Dyslexia Information

The mission of Winona Independent School District Dyslexia Department is to:

Provide all eligible students with dyslexia with the multi-sensory and phonological awareness skills necessary to compensate for deficiencies in the areas of reading, writing, and spelling, in order to nurture a strong self-esteem and to provide opportunities for them to develop their talents.


  • Becoming a competent reader and writer is an essential foundation, for education and for life. Building this foundation and establishing the assurance that all students will be reading on or above grade level is a priority for the Winona ISD..
    Children learn to read, write and spell in different ways. A balanced reading program should meet the needs of most students. Students who do not learn to read, write and spell in spite of a broad, balanced reading program are offered a variety of alternative strategies and support. If these instructional strategies and additional support are not successful, the school may consider evaluation in the area of dyslexia or other related disorders. Students who show signs of dyslexia may need intervention to be successful in school. Winona ISD offers programs and services at each campus to those students who meet program qualifications.

What is Dyslexia?

  • The student who struggles with reading and spelling often puzzles teachers and parents.  The student displays average ability to learn in the absence of print and receives the same classroom instruction that benefits most children; however, the student continues to struggle with some or all of the many facets of reading and spelling.  This student may be a student with dyslexia.

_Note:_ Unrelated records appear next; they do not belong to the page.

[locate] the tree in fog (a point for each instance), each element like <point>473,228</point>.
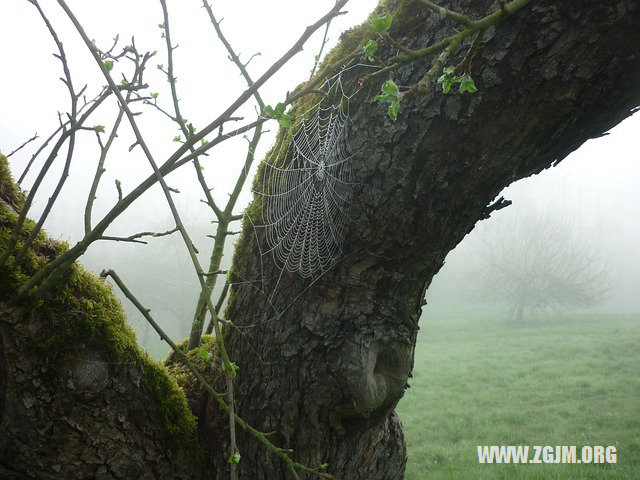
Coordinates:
<point>309,369</point>
<point>539,264</point>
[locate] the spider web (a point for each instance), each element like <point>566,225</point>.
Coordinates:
<point>306,197</point>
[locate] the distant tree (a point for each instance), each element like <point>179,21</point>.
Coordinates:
<point>539,264</point>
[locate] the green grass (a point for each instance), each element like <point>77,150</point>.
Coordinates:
<point>483,381</point>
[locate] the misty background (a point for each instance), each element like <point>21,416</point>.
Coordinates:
<point>594,191</point>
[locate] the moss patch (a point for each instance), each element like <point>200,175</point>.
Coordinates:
<point>205,359</point>
<point>81,311</point>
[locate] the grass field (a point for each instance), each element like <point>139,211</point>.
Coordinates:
<point>483,381</point>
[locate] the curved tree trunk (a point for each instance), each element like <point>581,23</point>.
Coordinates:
<point>325,369</point>
<point>325,373</point>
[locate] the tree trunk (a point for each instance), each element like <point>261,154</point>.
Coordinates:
<point>323,365</point>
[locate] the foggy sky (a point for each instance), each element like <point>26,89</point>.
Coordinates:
<point>597,186</point>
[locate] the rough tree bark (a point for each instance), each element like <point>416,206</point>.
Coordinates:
<point>326,374</point>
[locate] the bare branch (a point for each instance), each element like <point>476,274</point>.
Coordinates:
<point>23,145</point>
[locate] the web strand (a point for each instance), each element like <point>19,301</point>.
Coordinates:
<point>306,198</point>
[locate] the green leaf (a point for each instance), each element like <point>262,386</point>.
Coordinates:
<point>204,354</point>
<point>279,111</point>
<point>268,111</point>
<point>393,110</point>
<point>390,93</point>
<point>380,24</point>
<point>467,84</point>
<point>369,50</point>
<point>284,120</point>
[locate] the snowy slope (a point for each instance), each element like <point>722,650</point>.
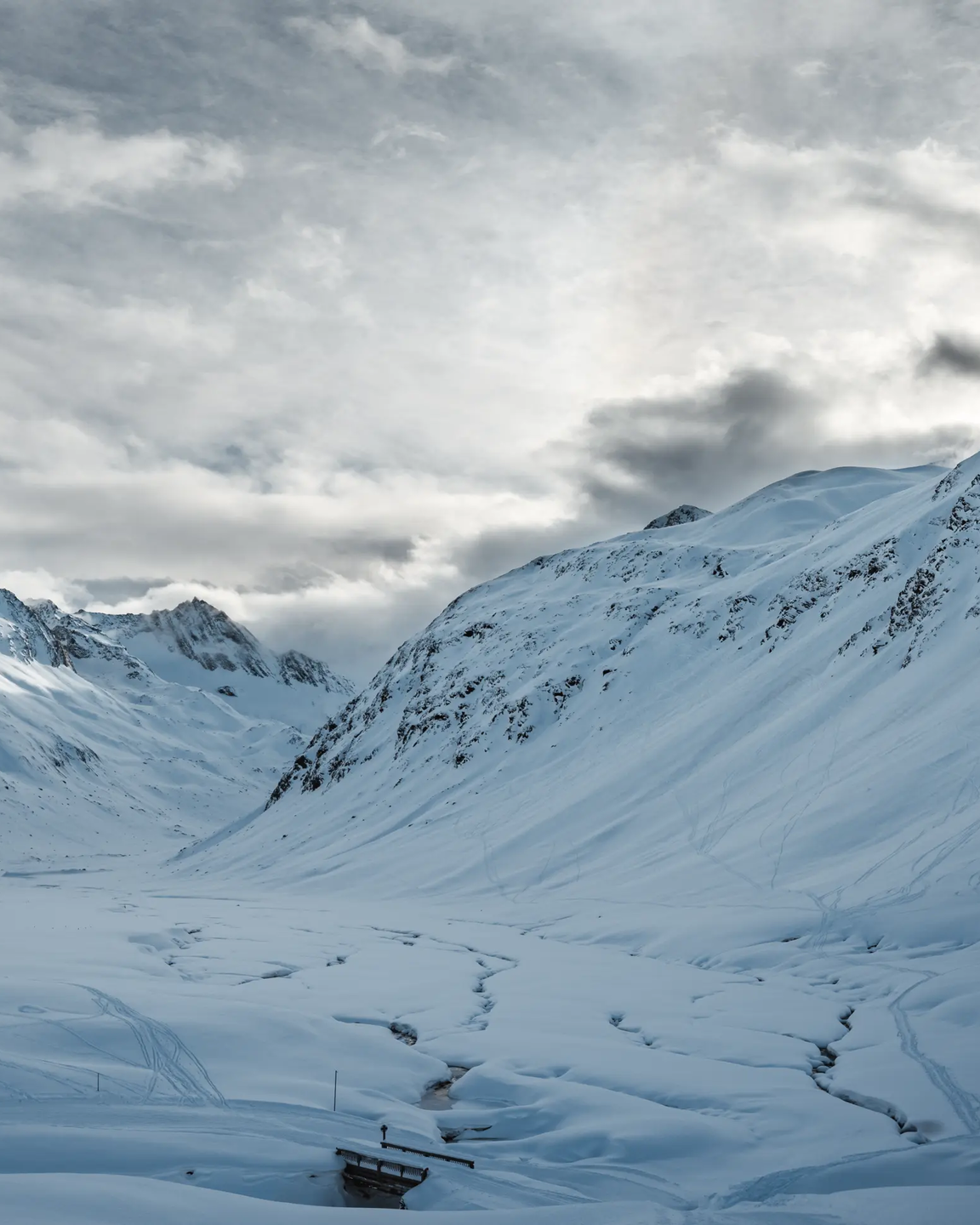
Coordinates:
<point>645,877</point>
<point>771,701</point>
<point>113,734</point>
<point>197,645</point>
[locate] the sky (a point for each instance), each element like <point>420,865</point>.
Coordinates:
<point>328,311</point>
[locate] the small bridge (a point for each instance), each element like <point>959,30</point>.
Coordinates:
<point>378,1172</point>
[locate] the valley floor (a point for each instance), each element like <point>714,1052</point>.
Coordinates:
<point>189,1043</point>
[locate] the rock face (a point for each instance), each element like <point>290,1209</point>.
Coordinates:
<point>684,514</point>
<point>117,730</point>
<point>25,636</point>
<point>777,699</point>
<point>199,645</point>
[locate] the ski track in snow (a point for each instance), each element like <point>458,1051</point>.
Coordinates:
<point>166,1057</point>
<point>636,835</point>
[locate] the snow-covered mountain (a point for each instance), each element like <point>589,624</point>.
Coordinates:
<point>773,699</point>
<point>652,863</point>
<point>116,729</point>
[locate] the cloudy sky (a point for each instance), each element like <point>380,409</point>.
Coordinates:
<point>326,311</point>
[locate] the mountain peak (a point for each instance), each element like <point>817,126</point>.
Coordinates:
<point>682,514</point>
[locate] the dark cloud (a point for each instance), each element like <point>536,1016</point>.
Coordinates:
<point>715,446</point>
<point>305,303</point>
<point>704,447</point>
<point>951,354</point>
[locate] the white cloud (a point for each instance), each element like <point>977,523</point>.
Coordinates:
<point>369,47</point>
<point>72,164</point>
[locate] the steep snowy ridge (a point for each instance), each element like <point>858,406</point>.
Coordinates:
<point>647,876</point>
<point>117,732</point>
<point>25,636</point>
<point>200,646</point>
<point>709,709</point>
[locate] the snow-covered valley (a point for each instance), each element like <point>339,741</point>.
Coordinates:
<point>645,877</point>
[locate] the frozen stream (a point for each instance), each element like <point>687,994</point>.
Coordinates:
<point>578,1074</point>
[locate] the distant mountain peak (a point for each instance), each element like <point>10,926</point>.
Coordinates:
<point>684,514</point>
<point>194,643</point>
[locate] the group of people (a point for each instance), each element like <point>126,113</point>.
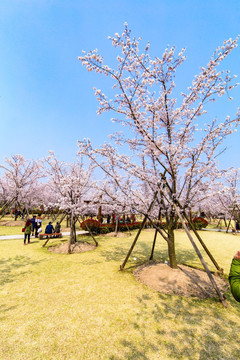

  1. Texas Education Code (TEC) §38.003 defines dyslexia and related disorders in the following way: “Dyslexia” means a disorder of constitutional origin manifested by a difficulty in learning to read, write, or spell, despite conventional instruction, adequate intelligence, and sociocultural opportunity

  2. . “Related disorders” include disorders similar to or related to dyslexia, such as developmental auditory imperception, dysphasia, specific developmental dyslexia, developmental dysgraphia, and developmental spelling disability. TEC §38.003(d)(1)-(2) (1995) http://www.statutes.legis.state.tx.us/Docs/ED/htm/ED.38.htm#38.003 

  3. The International Dyslexia Association defines “dyslexia” in the following way: Dyslexia is a specific learning disability that is neurobiological in origin. It is characterized by difficulties with accurate and/or fluent word recognition and by poor spelling and decoding abilities. These difficulties typically result from a deficit in the phonological component of language that is often unexpected in relation to other cognitive abilities and the provision of effective classroom instruction. Secondary consequences may include problems in reading comprehension and reduced reading experience that can impede growth of vocabulary and background knowledge.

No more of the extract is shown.